Over the weekend, I read about how the Farmington Hills police department will conduct a legal review after photographs showing shooting targets with the images of Black men on them were taken at the department’s practice area. We never hear about white men’s faces being used as target practice by cops – even though statistically they are more likely to engage in mass shootings than men who look like Jayland Walker and me. If some can’t listen to Black people when we say law enforcement has put a target on our backs, listen to the cops.

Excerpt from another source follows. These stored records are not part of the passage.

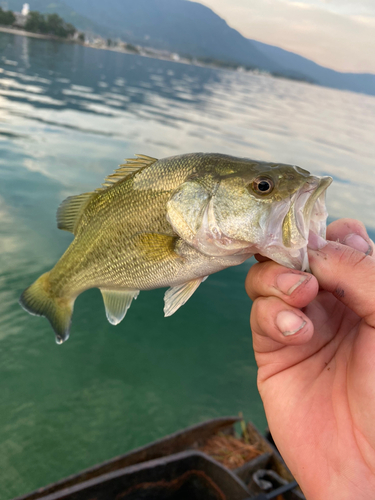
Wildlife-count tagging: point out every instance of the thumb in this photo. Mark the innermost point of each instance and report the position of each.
(348, 274)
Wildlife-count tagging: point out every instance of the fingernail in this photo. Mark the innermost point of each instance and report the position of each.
(316, 242)
(288, 282)
(289, 323)
(358, 243)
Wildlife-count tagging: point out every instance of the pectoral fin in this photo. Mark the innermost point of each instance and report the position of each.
(117, 302)
(177, 296)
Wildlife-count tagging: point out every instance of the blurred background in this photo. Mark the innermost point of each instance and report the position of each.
(165, 78)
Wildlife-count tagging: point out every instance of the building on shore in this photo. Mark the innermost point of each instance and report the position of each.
(21, 17)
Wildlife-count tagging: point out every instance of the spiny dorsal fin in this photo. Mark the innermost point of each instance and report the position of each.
(131, 165)
(177, 296)
(70, 211)
(117, 302)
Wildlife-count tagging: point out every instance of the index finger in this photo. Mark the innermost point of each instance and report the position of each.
(296, 288)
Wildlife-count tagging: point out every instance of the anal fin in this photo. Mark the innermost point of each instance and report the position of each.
(177, 296)
(117, 302)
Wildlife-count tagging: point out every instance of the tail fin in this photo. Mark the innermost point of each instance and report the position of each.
(39, 301)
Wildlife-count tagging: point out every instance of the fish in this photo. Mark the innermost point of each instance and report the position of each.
(171, 223)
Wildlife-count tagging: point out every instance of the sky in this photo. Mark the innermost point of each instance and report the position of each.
(338, 34)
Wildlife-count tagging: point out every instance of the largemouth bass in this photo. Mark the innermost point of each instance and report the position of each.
(171, 223)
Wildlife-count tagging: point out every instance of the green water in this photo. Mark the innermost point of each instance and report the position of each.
(68, 117)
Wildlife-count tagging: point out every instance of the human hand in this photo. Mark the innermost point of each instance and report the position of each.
(317, 379)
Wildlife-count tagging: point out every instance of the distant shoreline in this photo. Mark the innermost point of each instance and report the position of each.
(144, 52)
(16, 31)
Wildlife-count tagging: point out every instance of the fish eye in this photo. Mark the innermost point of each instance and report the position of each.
(262, 185)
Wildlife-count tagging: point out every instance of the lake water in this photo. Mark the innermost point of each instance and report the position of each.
(68, 116)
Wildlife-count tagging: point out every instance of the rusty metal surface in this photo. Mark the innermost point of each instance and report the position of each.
(164, 473)
(170, 444)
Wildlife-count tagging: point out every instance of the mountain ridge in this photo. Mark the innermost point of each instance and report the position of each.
(192, 29)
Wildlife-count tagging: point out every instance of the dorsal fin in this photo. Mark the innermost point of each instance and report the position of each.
(70, 211)
(131, 165)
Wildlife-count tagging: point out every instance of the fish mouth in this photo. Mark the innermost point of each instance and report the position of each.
(307, 214)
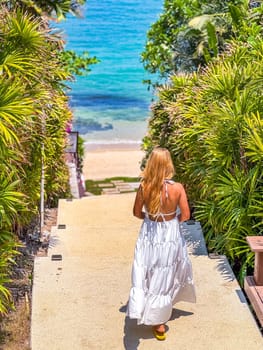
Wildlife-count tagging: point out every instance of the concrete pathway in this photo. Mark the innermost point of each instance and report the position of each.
(79, 301)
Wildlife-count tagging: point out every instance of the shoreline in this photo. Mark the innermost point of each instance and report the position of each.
(106, 160)
(112, 146)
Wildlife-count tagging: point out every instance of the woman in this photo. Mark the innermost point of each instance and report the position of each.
(162, 272)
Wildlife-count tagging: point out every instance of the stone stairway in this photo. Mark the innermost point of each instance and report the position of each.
(80, 289)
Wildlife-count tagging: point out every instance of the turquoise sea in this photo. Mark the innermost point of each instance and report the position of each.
(111, 104)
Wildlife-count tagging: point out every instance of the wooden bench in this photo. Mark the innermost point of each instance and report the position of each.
(254, 284)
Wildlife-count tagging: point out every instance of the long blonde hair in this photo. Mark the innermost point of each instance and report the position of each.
(159, 166)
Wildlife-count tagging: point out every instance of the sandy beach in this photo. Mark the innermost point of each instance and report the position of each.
(109, 160)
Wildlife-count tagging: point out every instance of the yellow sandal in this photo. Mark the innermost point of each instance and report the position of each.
(159, 335)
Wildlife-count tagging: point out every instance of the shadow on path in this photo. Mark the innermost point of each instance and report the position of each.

Bobby DiCello, a lawyer for the Walker family, took issue with how Jayland had been portrayed by some media in a news conference, telling the New York Times, “They want to turn him into a masked monster with a gun.” Meanwhile, Crimo, a suspected mass murderer, is receiving the kind of favorable media narratives only afforded to white men.

In an interview with CNN, Highland Park mayor Nancy Rotering said she knew the suspect years ago when she was his Cub Scout pack leader. “Many years ago, he was just a little boy, a quiet little boy that I knew,” Rotering said. “It breaks my heart. I see this picture and through the tattoos, I see the little boy. I don’t know what got him to this point.”

These events, all happening within such a short amount of time, tell us much about the state of our nation: That it is violent, angry, and trigger-happy. That we can’t count on police to keep us safe from mass shootings and many of the angry young white men behind them. That if you are a Black man, you are still potentially just one traffic stop away from death.

My condolences to all of us who have to live in this nightmare – particularly those who have to fear cops just as much as they do mass shootings. We know that no matter where we go in the United States of America, the environment will be far from apolitical.